Connect the two neutral wires with the wire nut, the neutral from the socket and the neutral wire from the lamp cord. Wrap with electrical tape like before.
Now, connect the two hot wires, (the one from the lamp cord marked with the black electrical tape and the one from the switch), with the wire nut and wrap with electrical tape.
Unscrew the close nipple and thread it into the street elbow, guiding the wires through the center as much as possible to keep the wires from being skinned.
Next, unscrew the 1-1/4″ to 1″ Bushing and thread it onto the nipple from the previous step.
Gently press the wire nuts and wires back up into the reducing bushing and then thread the coupling onto the reducing bushing.
*Do not twist the socket as you spin the coupling!
Finally, thread the 1-1/4″ Coupling onto the bushing. (Note the socket is still loose and not seated in the bushing.)
Wrap the light socket, behind the raised rim 2-3 times with electrical tape. Then, take hold of the light socket, twist it counterclockwise 1/2 turn, and then press firmly into the 1-1/4″ bushing another 1/2 turn clockwise.
Carefully insert the prong side of the cord into the remaining pipe nipple and guide the cord through.
*The prong on ours was snug, but it was able to be eased through the pipe.
Guide the rest of the cord through the pipe, keeping it away from the sharp pipe edges, and then thread the nipple into the tee.

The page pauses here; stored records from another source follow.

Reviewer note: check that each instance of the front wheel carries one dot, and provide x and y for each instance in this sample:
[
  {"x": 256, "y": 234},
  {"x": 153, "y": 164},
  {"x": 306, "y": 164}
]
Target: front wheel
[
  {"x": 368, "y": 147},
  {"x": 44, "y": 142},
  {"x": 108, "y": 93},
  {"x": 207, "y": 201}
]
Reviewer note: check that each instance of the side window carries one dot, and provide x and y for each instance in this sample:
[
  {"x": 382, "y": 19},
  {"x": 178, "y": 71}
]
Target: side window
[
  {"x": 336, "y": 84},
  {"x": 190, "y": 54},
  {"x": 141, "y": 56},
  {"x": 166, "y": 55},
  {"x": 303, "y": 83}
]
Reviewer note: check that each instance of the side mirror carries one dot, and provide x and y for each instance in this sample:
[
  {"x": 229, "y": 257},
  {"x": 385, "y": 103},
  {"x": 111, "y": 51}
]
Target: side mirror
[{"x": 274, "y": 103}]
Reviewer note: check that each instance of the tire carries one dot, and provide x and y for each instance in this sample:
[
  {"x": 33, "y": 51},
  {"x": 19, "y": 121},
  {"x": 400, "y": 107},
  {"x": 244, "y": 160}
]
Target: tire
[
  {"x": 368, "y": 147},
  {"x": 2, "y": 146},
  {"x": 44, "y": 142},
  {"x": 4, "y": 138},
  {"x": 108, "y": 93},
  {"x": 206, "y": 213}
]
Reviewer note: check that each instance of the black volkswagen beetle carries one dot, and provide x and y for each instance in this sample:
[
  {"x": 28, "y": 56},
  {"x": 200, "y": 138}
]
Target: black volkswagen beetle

Guide the cord through the flange in this same manner and thread the flange onto the pipe nipple.
To mount this to the wall, you will need 4 drywall anchors (if not mounting into a stud) and 4 nylon spacers (these will allow the cord to hang down the wall without being pinched when mounted).
You could also use a wooden base of your choice for the lamp. Just drill a 1/2″ hole through the wood to allow for the cord. You might want to create a channel down the back for the cord, too.
We opted to buy and use one of the Edison light bulbs. Don’t they look neat in this industrial pipe lamp? When lit, they just look like regular light bulbs.
Create your own AMAZING industrial pipe lamp! It’s really pretty easy!